Samarcanda e o coração da Rota da Seda
Os três dias de Turquemenistão foram, no entanto, pouco mais de um aquecimento para as verdadeiras estrelas do programa. Estrelas de pleno direito, diga-se de passagem, mas (ainda) com estatuto de culto. De Samarcanda toda a gente ouviu falar - no entanto, muitos nem sequer sabem onde fica e mesmo agora, passadas duas décadas sobre a independência, a cidade mais famosa do Uzbequistão está longe de ser um destino do turismo de massas. Menos ainda são as excursões a Bukhara e Khiva, os outros dois vértices do triângulo da Seda, apesar de recolherem a preferência de muitos viajantes independentes.
Nas três cidades cumprimos programas centrados na receita dos cinco emes (mausoléus, madrassas, mercados, mesquitas e minaretes), escoltados por um desses guias que têm horror ao silêncio. Todas as visitas previam, no entanto, bastante tempo livre para vaguear à vontade por sítios esplêndidos, frequentemente desertos. Raramente se cruzaram outros estrangeiros, certamente menos que uzbeques de férias, boa parte em excursões religiosas só de homens ou só de mulheres.
O tema dessas romarias foi uma das surpresas de Samarcanda. O apogeu da cidade está associado a Amir Timur, mais conhecido por Tamerlão, conquistador brutal e sanguinário, uma das figuras mais sórdidas da história da humanidade. Mas o cruel imperador, que conquistou meio mundo no século XIV, era também um homem com gosto pelas artes e pela arquitectura e a ele se devem alguns dos principais monumentos de Samarcanda. Ora, o que hoje se verifica, vinte anos transcorridos sobre a declaração da independência, é todo um movimento de reabilitação de Tamerlão como herói nacional. Assim se explicam as estátuas gigantes que o invocam um pouco por todo o lado no Uzbequistão, mas também os grupos de peregrinos que vão de propósito rezar ao seu mausoléu, em Samarcanda, aproveitando para fazer pelo caminho a rota das "capelinhas" erigidas pela dinastia Timurida.
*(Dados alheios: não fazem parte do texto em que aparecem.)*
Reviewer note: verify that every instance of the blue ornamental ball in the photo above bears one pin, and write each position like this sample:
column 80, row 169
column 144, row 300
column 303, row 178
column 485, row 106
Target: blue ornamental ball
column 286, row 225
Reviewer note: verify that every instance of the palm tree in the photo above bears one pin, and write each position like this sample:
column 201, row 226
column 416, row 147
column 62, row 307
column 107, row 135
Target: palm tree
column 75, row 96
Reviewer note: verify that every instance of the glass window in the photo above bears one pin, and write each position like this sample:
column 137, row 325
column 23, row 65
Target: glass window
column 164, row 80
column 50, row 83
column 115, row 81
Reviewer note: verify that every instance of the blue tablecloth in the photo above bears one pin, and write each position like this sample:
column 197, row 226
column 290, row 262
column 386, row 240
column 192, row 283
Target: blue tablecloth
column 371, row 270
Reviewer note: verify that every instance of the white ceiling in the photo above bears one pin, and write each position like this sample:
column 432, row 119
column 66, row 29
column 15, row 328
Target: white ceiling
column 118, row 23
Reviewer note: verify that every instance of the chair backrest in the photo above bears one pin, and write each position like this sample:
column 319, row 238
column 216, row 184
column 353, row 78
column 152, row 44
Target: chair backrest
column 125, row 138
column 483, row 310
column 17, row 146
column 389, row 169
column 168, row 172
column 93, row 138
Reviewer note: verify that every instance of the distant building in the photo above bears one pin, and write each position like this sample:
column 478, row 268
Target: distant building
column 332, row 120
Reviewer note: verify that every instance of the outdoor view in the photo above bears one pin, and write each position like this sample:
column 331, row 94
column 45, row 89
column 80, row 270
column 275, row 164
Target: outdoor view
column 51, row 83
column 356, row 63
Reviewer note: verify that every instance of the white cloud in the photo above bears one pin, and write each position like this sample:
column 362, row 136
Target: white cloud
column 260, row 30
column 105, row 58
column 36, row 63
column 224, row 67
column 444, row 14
Em termos arquitectónicos, o núcleo antigo de Samarcanda é inexcedível. O seu Registan, ampla praça dominada por três majestosas madrassas (escolas corânicas), é o principal conjunto monumental da Ásia Central. Mas é também um sítio mágico, sobretudo ao fim do dia, quando se acendem as faianças multicolores que cobrem as suas fachadas de alto a baixo. O Registan concorre em termos de popularidade, mas também de requinte artístico, com a a extraordinária Shah-I-Zinda, a avenida dos mausoléus, onde se encontram algumas das mais exuberantes composições de cerâmica do mundo árabe. Igualmente admiráveis são a mesquita Bibi-Khanym, o observatório de Ulugbek (neto astrónomo de Timur), ou ainda os achados arqueológicos de Afrosiab, a antiga Samarcanda.
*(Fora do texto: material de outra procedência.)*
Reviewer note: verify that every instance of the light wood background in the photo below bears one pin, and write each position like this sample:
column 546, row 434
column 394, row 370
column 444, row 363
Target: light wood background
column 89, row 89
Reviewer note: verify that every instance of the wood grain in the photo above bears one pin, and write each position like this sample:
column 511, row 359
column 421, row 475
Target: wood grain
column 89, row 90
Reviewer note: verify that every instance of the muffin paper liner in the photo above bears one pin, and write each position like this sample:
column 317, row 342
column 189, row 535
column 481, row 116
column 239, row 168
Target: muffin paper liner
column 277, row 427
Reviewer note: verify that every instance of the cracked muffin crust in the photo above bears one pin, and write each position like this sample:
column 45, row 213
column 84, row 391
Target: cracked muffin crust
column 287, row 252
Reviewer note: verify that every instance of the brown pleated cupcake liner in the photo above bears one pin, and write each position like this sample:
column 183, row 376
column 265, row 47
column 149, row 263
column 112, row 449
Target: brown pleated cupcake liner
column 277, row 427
Estas e mais atracções da cidade encontram-se disseminadas por uma série de ilhas monumentais, sitiadas por avenidas soviéticas, pólos industriais e campi universitários. Já o centro histórico de Bukhara é mais compacto e mais tradicional, rodeado por uma rede de bazares especializados, que em boa parte ainda conservam o comércio tradicional, da ourivesaria ao fabrico de móveis. O ícone da cidade é o minarete Kalon, mandado construir por Arslan Khan, em 1127, com 47 metros de altura e 14 bandas ornamentais. Uma peça de arquitectura tão imponente que foi das poucas que Genghis Khan poupou à sua devastadora passagem, em 1220. Igualmente soberba é a vizinha madrassa Mir-i-Arab, o extraordinário naipe de mausoléus que fazem de Bukhara o lugar mais santo do Uzbequistão, a cidadela ou ainda o extravagante palácio do seu último emir da cidade.